What if desvenlafaxine (Pristiq) can produce an improvement in the absence of venlafaxine?

What if it is only venlafaxine that causes you side effects?

Just some thoughts.

This is advice that I hope you find helpful:

"Keep your eyes on the prize."

The prize is NOT mild palliative relief or an unstable improvement. If you need time to recover after a challenging drug trial, rest. Use your strategies to mitigate the severity of your depression without attempting another drug trial. Rest and wait until you are ready for resuming treatment experiments.

Before moving away from Effexor / Pristiq + Wellbutrin, consider adding nortriptyline while you remain on the low-dosage lithium. As you know, nortriptyline is a tricky drug to find an optimal dosage for.

Too low = no response
Just right = full remission
Too high = relapse

Nortriptyline is the mildest TCA with respect to side-effects, and isn't very much less effective than its parent molecule, amitriptyline. You should experience much reduced anticholinergic side-effects, and less tachycardia and palpitations compared to desipramine. I find nortriptyline to be more anti-anhedonic and more of a "mood-brightener" than desipramine.

Same rules for you: Start very low and titrate very gradually. I think you will find nortriptyline very tolerable. I don't know I'm taking it - even at 150 mg/day.

My impression of nortriptyline is that people respond to either 25-75 mg/day or 125-150 mg/day. Nothing in between. Not until you have concluded that there is no way the low dosage range is ineffective should you then try the higher range - again, titrated very gradually.

If you ultimately need only 2 of the 3 drugs to achieve remission, taking all three at the same time will dramatically reduce the time it takes to:

1. Determine whether or not you can achieve remission while taking all 3 drugs, regardless of the number of drugs necessary treatment success.

2. After an extended period of a stable remission with all 3 drugs, you can then try removing each drug until you find the drug that is not contributing at all to your success.


I hope to suggest the most logical treatment strategy as a protocol to establish the best response with the fewest drugs.

That's the prize. It might be frustratingly slow and challenging to titrate so gradually, but right now, given your sensitivity to side effects, I don't think you have a better choice. I could be wrong, but I don't think you should act under the premise that your brain responds only to sub-therapeutic dosages of antidepressants. Perhaps you are mistaking the appearance of side effects to be an indicator of your dosage limit. What if you need the same dosages that are observed to work for the vast majority of people?
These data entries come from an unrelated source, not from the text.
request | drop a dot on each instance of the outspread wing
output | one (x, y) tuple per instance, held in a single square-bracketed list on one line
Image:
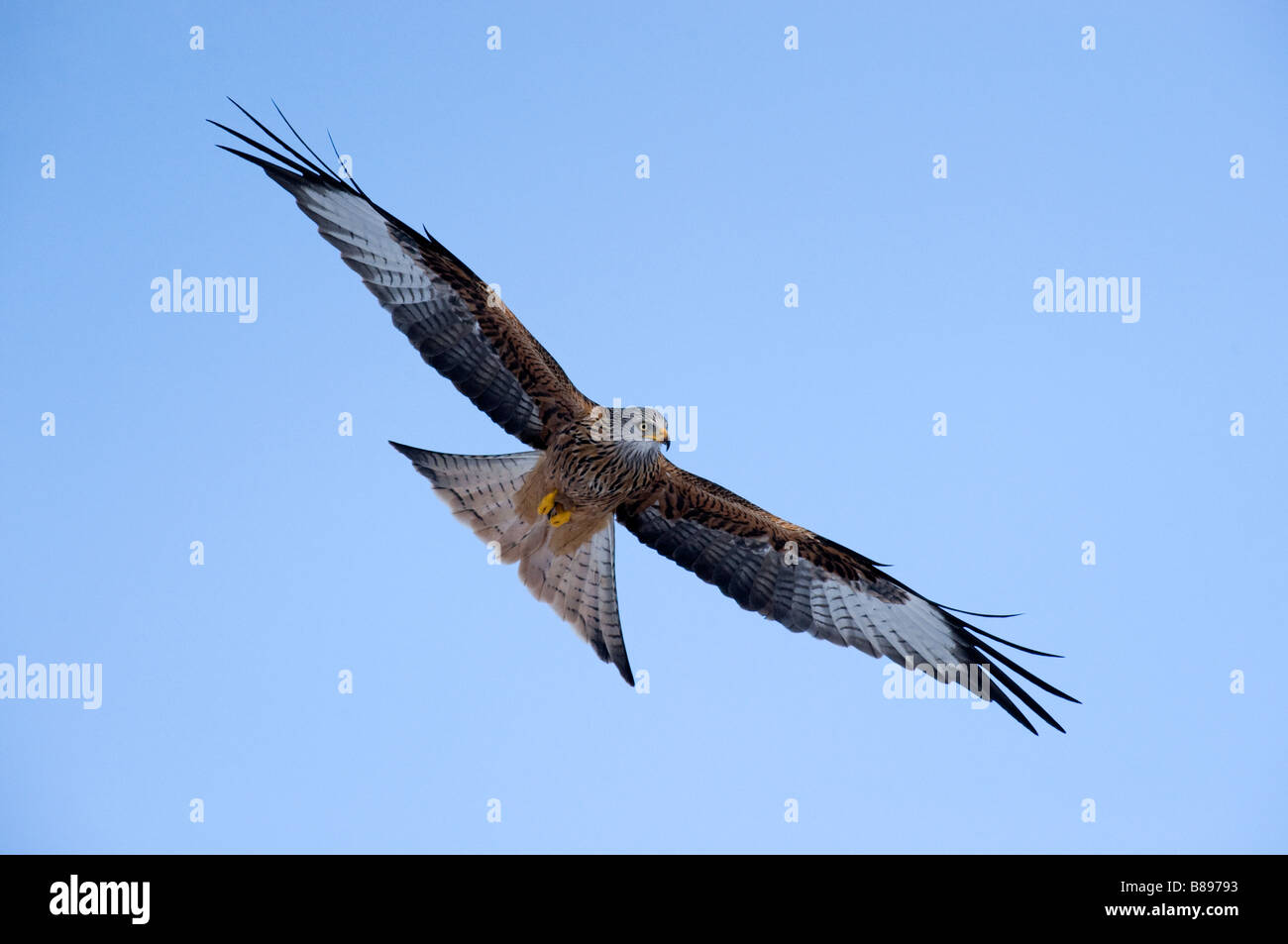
[(462, 330), (812, 584)]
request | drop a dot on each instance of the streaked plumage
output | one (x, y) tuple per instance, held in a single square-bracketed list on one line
[(553, 509)]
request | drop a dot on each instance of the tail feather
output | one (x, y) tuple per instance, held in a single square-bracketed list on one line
[(579, 584)]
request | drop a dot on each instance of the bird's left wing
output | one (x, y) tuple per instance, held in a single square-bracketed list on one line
[(447, 312), (812, 584)]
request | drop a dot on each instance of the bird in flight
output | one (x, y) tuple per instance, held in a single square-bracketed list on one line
[(553, 507)]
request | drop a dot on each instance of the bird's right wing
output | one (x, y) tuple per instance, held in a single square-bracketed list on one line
[(812, 584), (447, 312)]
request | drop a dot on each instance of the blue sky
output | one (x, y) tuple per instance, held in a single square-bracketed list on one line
[(768, 166)]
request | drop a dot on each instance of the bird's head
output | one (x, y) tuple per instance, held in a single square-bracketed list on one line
[(636, 428)]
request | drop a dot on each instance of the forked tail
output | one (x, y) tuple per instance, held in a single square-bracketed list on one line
[(579, 584)]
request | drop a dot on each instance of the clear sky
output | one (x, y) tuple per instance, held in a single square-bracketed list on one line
[(768, 166)]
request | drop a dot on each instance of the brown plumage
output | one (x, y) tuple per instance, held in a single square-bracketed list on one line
[(552, 509)]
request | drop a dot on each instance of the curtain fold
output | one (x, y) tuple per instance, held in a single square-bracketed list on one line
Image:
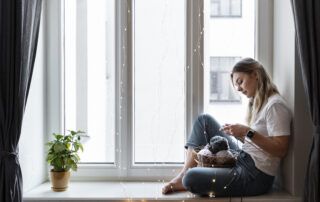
[(19, 29), (307, 25)]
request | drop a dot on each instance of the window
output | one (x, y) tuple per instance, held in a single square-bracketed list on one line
[(226, 8), (159, 81), (220, 68), (89, 76), (227, 40), (132, 75), (124, 84)]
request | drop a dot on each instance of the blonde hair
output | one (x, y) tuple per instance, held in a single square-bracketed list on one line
[(265, 87)]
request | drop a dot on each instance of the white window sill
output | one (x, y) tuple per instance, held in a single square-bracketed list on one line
[(134, 191)]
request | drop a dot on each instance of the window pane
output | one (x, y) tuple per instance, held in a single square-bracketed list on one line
[(90, 76), (159, 81), (226, 41)]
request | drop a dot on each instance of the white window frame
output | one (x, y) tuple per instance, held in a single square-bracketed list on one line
[(123, 169)]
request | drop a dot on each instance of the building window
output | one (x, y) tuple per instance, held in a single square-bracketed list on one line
[(226, 8), (220, 88)]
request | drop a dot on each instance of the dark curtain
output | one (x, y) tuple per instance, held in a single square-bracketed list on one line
[(307, 24), (19, 28)]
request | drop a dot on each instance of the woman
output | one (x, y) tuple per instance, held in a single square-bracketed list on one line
[(265, 140)]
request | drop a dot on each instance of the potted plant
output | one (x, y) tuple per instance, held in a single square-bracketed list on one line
[(63, 155)]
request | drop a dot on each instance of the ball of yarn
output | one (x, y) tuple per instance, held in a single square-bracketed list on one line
[(224, 155), (218, 143), (205, 152)]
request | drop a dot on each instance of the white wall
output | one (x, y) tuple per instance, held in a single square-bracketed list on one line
[(287, 77), (33, 134)]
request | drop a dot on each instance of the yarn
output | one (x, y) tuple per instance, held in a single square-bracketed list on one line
[(218, 143)]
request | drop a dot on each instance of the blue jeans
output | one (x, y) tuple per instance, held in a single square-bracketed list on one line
[(244, 179)]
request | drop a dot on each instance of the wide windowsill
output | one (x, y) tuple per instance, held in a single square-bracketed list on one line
[(135, 191)]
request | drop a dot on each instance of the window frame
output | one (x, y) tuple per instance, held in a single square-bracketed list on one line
[(230, 13), (194, 84)]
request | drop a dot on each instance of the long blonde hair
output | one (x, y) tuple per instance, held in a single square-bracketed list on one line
[(265, 87)]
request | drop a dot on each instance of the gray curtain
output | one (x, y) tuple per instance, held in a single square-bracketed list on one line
[(307, 24), (19, 28)]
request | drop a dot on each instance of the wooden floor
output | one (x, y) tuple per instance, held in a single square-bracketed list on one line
[(135, 191)]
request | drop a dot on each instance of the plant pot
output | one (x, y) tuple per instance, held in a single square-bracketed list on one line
[(59, 180)]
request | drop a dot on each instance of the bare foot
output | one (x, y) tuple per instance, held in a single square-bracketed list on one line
[(174, 185)]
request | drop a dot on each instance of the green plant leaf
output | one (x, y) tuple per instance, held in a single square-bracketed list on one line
[(81, 147), (58, 147)]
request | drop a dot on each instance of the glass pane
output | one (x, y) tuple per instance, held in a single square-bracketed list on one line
[(159, 81), (226, 41), (90, 76)]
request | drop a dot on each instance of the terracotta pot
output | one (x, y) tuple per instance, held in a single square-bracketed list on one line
[(59, 180)]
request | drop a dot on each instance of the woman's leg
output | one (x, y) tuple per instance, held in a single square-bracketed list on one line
[(176, 183), (204, 127), (242, 180)]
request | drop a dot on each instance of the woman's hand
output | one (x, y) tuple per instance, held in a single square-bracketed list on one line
[(236, 130)]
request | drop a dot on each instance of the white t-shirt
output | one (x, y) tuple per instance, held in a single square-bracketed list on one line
[(273, 120)]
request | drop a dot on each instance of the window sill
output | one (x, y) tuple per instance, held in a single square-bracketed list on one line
[(134, 191)]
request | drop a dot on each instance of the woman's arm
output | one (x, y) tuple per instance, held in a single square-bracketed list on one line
[(275, 145)]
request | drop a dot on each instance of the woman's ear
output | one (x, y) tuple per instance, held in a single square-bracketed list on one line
[(255, 74)]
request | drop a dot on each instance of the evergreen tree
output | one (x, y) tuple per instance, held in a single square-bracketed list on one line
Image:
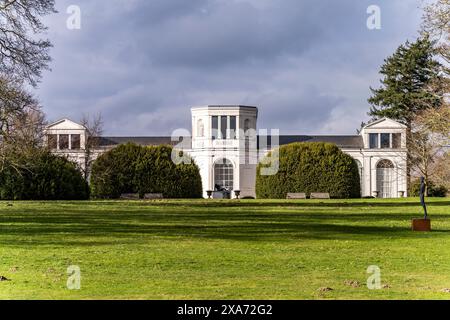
[(412, 81)]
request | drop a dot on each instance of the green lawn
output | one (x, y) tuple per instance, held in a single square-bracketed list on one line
[(223, 249)]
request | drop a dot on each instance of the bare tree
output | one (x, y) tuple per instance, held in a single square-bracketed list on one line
[(94, 131), (430, 137), (21, 124), (22, 53)]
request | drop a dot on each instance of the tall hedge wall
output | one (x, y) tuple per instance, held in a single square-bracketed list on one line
[(130, 168), (311, 167), (43, 176)]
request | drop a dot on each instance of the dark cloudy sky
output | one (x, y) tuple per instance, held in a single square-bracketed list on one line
[(307, 64)]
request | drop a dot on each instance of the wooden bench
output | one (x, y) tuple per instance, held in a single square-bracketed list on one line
[(320, 195), (129, 196), (296, 196), (153, 196)]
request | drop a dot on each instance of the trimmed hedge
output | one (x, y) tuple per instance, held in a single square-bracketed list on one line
[(43, 177), (311, 167), (130, 168)]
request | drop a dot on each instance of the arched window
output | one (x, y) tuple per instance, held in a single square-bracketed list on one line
[(246, 125), (385, 179), (200, 128), (223, 175)]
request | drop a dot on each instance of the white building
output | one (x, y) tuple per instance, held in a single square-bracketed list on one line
[(226, 144)]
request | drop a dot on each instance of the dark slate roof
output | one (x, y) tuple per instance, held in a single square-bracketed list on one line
[(144, 141), (351, 142), (355, 142)]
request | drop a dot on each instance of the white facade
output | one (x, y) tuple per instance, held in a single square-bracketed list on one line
[(226, 146)]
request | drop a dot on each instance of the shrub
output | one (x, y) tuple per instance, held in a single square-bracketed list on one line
[(113, 172), (43, 176), (310, 167), (432, 190), (135, 169)]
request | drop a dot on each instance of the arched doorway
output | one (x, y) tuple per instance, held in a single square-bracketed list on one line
[(361, 175), (385, 179), (223, 175)]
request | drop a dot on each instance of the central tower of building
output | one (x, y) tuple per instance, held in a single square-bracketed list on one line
[(224, 146)]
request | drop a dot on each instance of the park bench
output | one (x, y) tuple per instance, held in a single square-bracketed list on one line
[(300, 195), (320, 195), (129, 196), (153, 196)]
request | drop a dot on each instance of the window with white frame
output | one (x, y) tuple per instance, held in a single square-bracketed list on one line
[(223, 175)]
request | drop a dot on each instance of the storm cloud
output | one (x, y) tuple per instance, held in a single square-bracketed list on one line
[(306, 64)]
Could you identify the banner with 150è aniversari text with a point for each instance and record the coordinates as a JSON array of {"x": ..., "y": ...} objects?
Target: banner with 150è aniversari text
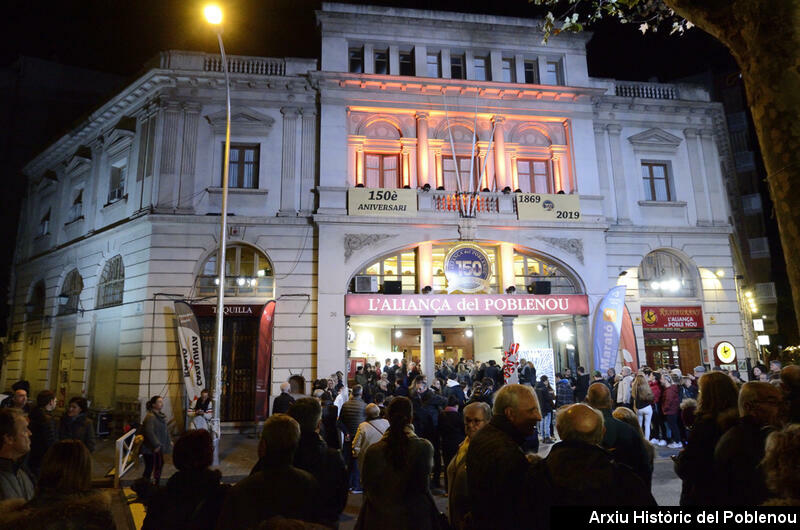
[
  {"x": 607, "y": 325},
  {"x": 191, "y": 351}
]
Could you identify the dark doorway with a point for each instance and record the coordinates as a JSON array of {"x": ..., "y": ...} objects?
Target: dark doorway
[{"x": 239, "y": 347}]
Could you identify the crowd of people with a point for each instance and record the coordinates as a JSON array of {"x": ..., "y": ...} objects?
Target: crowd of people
[{"x": 397, "y": 438}]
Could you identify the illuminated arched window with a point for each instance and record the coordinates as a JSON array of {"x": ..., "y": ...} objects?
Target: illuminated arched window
[
  {"x": 663, "y": 273},
  {"x": 70, "y": 293},
  {"x": 536, "y": 275},
  {"x": 111, "y": 284},
  {"x": 400, "y": 267},
  {"x": 248, "y": 272}
]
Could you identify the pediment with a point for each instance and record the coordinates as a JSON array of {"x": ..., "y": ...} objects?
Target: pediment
[
  {"x": 244, "y": 120},
  {"x": 655, "y": 140}
]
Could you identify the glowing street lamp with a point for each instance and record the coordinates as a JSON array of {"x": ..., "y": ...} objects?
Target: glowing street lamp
[{"x": 213, "y": 15}]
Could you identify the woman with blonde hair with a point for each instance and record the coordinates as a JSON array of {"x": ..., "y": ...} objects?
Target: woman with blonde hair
[
  {"x": 717, "y": 410},
  {"x": 642, "y": 397},
  {"x": 64, "y": 497}
]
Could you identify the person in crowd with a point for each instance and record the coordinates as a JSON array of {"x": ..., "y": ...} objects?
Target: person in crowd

If Effexor can produce side effects in me when I first arrived at 75 mg/day, yet eventually responded to 300 mg/day without side effects, maybe your experience will be the same given careful titration.

Perhaps you have already concluded unequivocally that you are indeed a low-dosage responder - or at least incapable of establishing higher dosages. It's all empirical.


- Scott


Some see things as they are and ask why.
I dream of things that never were and ask why not.

The only thing necessary for the triumph of evil is that good men do nothing.